Here you will find the Poem University of poet Karl Shapiro

University

To hurt the Negro and avoid the Jew 
Is the curriculum. In mid-September 
The entering boys, identified by hats, 
Wander in a maze of mannered brick 
Where boxwood and magnolia brood 
And columns with imperious stance 
Like rows of ante-bellum girls 
Eye them, outlanders. 


In whited cells, on lawns equipped for peace, 
Under the arch, and lofty banister, 
Equals shake hands, unequals blankly pass; 
The exemplary weather whispers, ?Quiet, quiet? 
And visitors on tiptoe leave 
For the raw North, the unfinished West, 
As the young, detecting an advantage, 
Practice a face. 


Where, on their separate hill, the colleges, 
Like manor houses of an older law, 
Gaze down embankments on a land in fee, 
The Deans, dry spinsters over family plate, 
Ring out the English name like coin, 
Humor the snob and lure the lout. 
Within the precincts of this world 
Poise is a club. 


But on the neighboring range, misty and high, 
The past is absolute: some luckless race 
Dull with inbreeding and conformity 
Wears out its heart, and comes barefoot and bad 
For charity or jail.

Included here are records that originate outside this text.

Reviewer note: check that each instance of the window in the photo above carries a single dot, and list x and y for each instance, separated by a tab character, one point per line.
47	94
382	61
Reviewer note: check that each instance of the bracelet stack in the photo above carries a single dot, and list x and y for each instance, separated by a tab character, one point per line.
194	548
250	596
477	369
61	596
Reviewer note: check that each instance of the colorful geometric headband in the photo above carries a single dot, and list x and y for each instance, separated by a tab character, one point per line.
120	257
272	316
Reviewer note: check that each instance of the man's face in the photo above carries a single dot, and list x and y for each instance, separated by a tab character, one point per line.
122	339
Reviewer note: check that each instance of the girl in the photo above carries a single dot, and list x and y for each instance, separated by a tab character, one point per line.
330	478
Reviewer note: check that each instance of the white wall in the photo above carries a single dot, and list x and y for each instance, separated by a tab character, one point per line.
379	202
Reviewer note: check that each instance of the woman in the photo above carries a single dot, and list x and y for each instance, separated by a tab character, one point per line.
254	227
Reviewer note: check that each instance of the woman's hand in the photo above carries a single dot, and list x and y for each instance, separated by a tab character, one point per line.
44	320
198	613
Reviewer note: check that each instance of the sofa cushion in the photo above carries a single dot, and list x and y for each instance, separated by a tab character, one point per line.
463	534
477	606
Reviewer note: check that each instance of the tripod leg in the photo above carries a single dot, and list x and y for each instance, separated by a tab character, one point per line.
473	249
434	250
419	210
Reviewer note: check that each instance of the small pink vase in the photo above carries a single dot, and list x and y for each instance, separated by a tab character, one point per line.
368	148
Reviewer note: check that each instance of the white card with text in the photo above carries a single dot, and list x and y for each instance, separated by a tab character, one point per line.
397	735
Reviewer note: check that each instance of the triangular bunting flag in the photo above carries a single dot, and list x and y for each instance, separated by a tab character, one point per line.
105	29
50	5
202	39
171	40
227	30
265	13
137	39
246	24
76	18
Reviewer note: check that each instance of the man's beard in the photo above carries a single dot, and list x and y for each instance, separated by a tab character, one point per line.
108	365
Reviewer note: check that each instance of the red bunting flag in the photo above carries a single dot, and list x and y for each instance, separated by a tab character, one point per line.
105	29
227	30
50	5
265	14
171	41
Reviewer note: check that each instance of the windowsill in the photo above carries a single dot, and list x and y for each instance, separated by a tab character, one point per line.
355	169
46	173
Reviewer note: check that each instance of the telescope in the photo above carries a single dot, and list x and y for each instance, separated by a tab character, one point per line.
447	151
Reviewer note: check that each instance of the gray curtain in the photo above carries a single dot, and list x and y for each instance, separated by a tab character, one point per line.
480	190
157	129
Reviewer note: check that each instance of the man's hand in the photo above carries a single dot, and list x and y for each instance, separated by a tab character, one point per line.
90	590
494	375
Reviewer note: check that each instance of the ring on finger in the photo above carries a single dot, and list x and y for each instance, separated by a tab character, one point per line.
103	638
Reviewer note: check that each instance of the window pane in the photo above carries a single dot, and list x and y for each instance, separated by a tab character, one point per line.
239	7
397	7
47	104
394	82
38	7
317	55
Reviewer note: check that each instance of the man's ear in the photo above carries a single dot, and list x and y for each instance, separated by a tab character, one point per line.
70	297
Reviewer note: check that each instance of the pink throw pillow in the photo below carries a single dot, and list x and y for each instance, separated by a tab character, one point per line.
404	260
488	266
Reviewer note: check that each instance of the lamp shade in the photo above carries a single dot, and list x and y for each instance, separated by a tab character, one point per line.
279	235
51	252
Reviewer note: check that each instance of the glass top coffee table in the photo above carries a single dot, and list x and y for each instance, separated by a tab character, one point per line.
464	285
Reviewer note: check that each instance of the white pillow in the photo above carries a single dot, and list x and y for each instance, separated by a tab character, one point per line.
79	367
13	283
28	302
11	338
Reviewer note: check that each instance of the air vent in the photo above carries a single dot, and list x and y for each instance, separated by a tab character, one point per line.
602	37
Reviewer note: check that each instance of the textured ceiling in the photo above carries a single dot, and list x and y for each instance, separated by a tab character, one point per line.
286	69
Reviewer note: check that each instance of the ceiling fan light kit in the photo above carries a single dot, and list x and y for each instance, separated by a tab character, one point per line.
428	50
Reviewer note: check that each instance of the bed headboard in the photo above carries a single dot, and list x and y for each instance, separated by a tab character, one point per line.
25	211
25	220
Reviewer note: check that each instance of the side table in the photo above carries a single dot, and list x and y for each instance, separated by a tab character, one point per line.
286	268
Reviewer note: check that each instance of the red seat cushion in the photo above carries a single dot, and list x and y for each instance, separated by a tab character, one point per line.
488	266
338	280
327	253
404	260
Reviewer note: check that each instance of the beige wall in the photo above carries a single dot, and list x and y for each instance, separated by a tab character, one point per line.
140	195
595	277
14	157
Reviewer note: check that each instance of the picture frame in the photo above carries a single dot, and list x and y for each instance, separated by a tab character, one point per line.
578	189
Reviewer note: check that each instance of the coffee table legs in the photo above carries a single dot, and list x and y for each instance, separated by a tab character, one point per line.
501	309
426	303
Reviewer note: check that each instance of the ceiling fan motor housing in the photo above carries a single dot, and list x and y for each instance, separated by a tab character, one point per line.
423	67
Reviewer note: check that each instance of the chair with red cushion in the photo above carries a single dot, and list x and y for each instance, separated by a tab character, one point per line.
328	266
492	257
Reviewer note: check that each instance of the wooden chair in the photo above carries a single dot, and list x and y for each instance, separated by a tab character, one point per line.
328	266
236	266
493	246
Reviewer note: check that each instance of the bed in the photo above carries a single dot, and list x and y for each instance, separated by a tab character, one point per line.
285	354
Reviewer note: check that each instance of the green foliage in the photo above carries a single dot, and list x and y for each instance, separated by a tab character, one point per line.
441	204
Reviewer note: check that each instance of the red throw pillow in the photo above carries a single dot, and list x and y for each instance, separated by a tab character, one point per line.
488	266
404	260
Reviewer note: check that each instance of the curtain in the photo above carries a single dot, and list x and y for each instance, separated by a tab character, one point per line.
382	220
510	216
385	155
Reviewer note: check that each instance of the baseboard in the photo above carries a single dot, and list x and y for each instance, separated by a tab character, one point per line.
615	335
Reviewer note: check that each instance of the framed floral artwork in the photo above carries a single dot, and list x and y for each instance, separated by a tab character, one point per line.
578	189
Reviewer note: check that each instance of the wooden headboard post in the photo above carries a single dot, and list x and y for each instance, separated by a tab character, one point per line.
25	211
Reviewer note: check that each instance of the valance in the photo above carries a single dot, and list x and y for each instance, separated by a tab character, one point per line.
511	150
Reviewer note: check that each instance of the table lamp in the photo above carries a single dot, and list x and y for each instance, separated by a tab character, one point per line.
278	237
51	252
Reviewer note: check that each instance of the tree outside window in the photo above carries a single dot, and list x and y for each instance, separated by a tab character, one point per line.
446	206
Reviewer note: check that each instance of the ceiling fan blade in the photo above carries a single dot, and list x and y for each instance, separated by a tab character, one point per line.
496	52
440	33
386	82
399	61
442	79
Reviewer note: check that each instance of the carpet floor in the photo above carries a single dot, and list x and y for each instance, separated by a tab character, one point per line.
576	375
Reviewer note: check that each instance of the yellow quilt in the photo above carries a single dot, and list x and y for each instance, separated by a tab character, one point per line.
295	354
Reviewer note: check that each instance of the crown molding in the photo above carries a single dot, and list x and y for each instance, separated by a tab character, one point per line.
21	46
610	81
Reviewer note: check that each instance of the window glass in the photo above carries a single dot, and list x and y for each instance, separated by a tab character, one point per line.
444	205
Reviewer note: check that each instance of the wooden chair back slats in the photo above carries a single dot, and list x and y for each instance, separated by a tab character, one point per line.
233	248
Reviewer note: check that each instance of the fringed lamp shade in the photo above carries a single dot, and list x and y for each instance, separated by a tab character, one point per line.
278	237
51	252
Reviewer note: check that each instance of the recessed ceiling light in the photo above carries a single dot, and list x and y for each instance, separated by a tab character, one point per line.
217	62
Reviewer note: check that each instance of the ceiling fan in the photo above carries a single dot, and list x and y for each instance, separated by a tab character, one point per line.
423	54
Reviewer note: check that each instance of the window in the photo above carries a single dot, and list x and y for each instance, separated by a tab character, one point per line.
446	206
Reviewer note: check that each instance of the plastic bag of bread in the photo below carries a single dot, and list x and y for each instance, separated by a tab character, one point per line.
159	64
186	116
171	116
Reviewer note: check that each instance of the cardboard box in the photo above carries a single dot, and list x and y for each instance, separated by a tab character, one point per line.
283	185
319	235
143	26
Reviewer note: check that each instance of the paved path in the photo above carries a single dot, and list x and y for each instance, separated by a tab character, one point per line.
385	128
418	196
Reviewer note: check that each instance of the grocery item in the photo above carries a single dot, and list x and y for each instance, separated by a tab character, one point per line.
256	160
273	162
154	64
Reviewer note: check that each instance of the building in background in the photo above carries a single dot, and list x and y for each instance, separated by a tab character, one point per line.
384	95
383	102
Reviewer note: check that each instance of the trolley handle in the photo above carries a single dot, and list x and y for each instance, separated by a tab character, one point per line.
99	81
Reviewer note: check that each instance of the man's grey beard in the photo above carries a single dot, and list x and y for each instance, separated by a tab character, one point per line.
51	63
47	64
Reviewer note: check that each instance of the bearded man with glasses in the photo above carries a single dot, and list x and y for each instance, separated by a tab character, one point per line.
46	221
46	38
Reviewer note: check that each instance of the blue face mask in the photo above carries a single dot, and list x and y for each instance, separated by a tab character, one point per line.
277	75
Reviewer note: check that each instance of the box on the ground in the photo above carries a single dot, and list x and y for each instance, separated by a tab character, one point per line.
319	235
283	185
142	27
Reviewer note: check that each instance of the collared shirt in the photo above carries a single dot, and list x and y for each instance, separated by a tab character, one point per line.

The scholar 
Sanctions their obsolete disease; 
The gentleman revolts with shame 
At his ancestor. 


And the true nobleman, once a democrat, 
Sleeps on his private mountain. He was one 
Whose thought was shapely and whose dream was broad; 
This school he held his art and epitaph. 
But now it takes from him his name, 
Falls open like a dishonest look, 
And shows us, rotted and endowed, 
Its senile pleasure.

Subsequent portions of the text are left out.